Figure 4. Number of resolution elements of width λ/D at a distance r from the central star is 2πr, where here we consider only whole numbers of resolution elements.

Standard image High-resolution image

3.2. Where the Contrast Curve Falls Short

Both practical and fundamental shortcomings, however, undermine the utility of the contrast curve as a general purpose performance metric. First, the contrast is inflexible: by fixing the TPF to 0.5 and the FPF to a value set by the numerator, we cannot explore the (TPF, FPF, detection threshold) trade space. Even if we were to plot multiple contrast curves on the same figure to show different detection thresholds, we could not escape the arbitrary choice of TPF = 0.5. Similarly, if we were to plot a 90% detection completeness curve as a function of separation, we could not access a range of false positives fractions. Finally, fixing the TPF, FPF, and detection threshold for all separations may not be desirable for all applications—because the number of resolution elements, the PDF of the noise, and the predicted population of planets all vary as a function of separation, a particular imaging program's science goals may be better served by a detection threshold that also varies with separation.

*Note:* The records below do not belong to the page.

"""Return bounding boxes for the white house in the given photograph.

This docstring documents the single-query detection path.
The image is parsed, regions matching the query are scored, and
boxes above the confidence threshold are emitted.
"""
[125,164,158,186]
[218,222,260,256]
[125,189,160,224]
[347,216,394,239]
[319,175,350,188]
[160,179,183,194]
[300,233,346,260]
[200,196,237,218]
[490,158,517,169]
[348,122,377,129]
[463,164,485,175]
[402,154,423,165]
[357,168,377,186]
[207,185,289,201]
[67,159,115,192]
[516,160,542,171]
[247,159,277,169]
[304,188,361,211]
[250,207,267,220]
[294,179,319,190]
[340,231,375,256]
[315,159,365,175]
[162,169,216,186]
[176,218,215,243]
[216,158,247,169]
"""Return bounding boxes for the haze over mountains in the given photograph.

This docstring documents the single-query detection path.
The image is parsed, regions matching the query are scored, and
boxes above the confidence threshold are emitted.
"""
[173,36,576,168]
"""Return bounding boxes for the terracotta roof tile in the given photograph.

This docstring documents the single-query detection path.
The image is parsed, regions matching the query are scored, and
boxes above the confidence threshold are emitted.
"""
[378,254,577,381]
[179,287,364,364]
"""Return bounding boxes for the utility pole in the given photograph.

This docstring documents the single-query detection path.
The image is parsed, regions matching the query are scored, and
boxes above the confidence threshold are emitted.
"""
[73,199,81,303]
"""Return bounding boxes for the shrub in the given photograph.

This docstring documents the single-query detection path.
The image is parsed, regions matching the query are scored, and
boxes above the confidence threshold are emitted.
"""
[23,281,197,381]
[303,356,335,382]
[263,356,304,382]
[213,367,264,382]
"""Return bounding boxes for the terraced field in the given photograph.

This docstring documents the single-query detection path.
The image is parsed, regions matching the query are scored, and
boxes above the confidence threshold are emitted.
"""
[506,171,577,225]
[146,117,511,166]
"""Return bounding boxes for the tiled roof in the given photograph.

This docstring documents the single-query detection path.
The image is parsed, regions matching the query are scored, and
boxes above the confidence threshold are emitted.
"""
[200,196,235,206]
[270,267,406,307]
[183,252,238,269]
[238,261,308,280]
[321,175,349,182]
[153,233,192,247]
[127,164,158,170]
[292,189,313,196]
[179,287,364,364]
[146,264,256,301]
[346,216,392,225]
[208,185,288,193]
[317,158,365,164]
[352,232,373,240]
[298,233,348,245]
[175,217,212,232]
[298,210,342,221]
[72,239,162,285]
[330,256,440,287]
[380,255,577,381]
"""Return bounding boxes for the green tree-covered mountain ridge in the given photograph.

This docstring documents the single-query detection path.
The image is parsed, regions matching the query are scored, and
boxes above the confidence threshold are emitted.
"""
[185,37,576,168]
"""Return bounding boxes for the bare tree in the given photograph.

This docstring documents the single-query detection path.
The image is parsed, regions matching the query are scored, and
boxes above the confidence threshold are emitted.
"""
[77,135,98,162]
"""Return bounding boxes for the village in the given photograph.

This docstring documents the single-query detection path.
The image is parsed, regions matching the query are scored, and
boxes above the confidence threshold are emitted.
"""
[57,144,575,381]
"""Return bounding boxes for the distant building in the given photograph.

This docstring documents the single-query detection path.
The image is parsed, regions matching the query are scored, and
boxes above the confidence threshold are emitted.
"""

More problematic, however, is the calculation of the terms in Equation (3). As mentioned above, the "noise" term is typically chosen to be the standard deviation of resolution elements in a region of the image, whose shape and size widely varies in the literature. This approach is valid if two conditions are met: (1) if the region includes enough statistically independent realizations of the noise to allow for an accurate measure of the distribution's standard deviation, and (2) if the underlying noise distribution is Gaussian. While there is no hard and fast rule for deciding whether the first condition is met, statisticians generally consider 30 independent samples to be the boundary between large and small sample statistics (Wilcox 2009). For the case of 1 λ/D-wide annular regions, 30 samples correspond to a separation of ∼5λ/D. Below this threshold, the sample standard deviation is an increasingly uncertain estimate of the width of the underlying noise distribution (Student 1908; Mawet et al. 2014). The mitigating strategy proposed by Mawet et al. (2014), however, also requires that condition #2 (Gaussian noise) is met. Aime & Soummer (2004) and many others have shown that uncorrected low-order wavefront aberrations cause the noise at small separations to follow a positively skewed modified Rician distribution rather than a normal distribution (Perrin et al. 2003; Bloemhof 2004; Fitzgerald & Graham 2006; Hinkley et al. 2007; Soummer et al. 2007; Marois et al. 2008a). While numerous observing and post-processing strategies have been employed to whiten this skewed distribution (e.g., Liu 2004; Marois et al. 2006; Lafrenière et al. 2007; Amara & Quanz 2012; Soummer et al. 2012), their success at small separations is limited by the temporal and spectral variability of the noise (the Appendix discusses the difficulty of testing for normality using methods such as the Shapiro–Wilk test). The result is that the noise distribution at small angles retains an unknown skewness at small separations that increases the FPF compared to a Gaussian distribution. Hence, neither condition for the use of the standard deviation as a proxy for the FPF is met at small separations.15 In Section 5.2, we will address alternative methods for probing the distribution of the noise without the assumption of normality.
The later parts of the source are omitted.